# Assignment 4
## By: **Nils Dunlop, e-mail: gusdunlni@student.gu.se**

## Problem 1

In [9]:
def encode(input_string):
    # Return None if the input string is empty
    if not input_string:
        return
    current_char, count = input_string[0], 1
    for char in input_string[1:]:
        if char == current_char:
            count += 1
        else:
            # Yield the encoded substring
            yield f"{current_char}{count}"
            # Reset for the next character and count
            current_char, count = char, 1
    # Yield the encoded substring for the last character group
    yield f"{current_char}{count}"

def decode(encoded_string):
    character, number = '', ''
    for char in encoded_string:
        # If the character is a digit, append it to the number string
        if char.isdigit():
            number += char
        else:
            # If character and number strings are not empty, yield each character
            if character and number:
                for _ in range(int(number)):
                    yield character
            # Reset the character and number variables for next iteration
            character, number = char, ''

    # Yield characters for the last character group
    if character and number:
        for _ in range(int(number)):
            yield character

In [10]:
# Example of usage 1:
s = "It's __sooooo__ wowww!!!"
encoded = ''.join(encode(s))
print(encoded)

decoded = ''.join(decode(encoded))
print(decoded)

I1t1'1s1 1_2s1o5_2 1w1o1w3!3
It's __sooooo__ wowww!!!


In [11]:
# Example of usage 2
s = "‘‘‘‘‘´´´´´´*******^^^^^"
encoded = ''.join(encode(s))
print(encoded)
decoded = ''.join(decode(encoded))
print(decoded)

‘5´6*7^5
‘‘‘‘‘´´´´´´*******^^^^^


## Problem 2:

Analysing Algorithms (seen below) Complexity

In [12]:
def merge(left, right):
    if len(left) == 0:
        return right
    elif len(right) == 0:
        return left

    result = []
    i = j = 0

    while len(result) < len(left) + len(right):
        if left[i] <= right[j]:
            result.append(left[i])
            i += 1
            if i == len(left):
                result += right[j:]
                break
        else:
            result.append(right[j])
            j += 1
            if j == len(right):
                result += left[i:]
                break

    return result

def sort1(L, start=0, end=None):
    if end is None:
        end = len(L) - 1

    for i in range(start + 1, end + 1):
        key = L[i]
        j = i - 1
        while j >= start and L[j] > key:
            L[j + 1] = L[j]
            j -= 1
        L[j + 1] = key
    return L

def sort2(L):
    n = len(L)
    slice_size = 32

    for i in range(0, n, slice_size):
        sort1(L, i, min((i + slice_size - 1), n - 1))

    size = slice_size
    while size < n:
        for start in range(0, n, size * 2):
            middle_point = start + size - 1
            end = min((start + size * 2 - 1), (n - 1))
            merged_list = merge(
                left=L[start: middle_point + 1],
                right=L[middle_point + 1: end + 1])
            L[start: start + len(merged_list)] = merged_list
        size *= 2
    return L

### A: What is the connection between the two algorithms?

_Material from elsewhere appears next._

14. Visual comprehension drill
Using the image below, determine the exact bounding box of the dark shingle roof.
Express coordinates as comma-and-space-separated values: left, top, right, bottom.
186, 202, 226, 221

**Algorithm descriptions:**

* `merge()` is a simple implementation of the merging operation used in Merge Sort.
* `sort1()` is a simple implementation of the sorting algorithm known as Insertion Sort.
* `sort2()` is a simple implementation of Timsort the sorting algorithm built in python with the `list.sort()` and `sorted()` functions where it is known for its practical and optimized use of Insertion Sort and Merge Sort.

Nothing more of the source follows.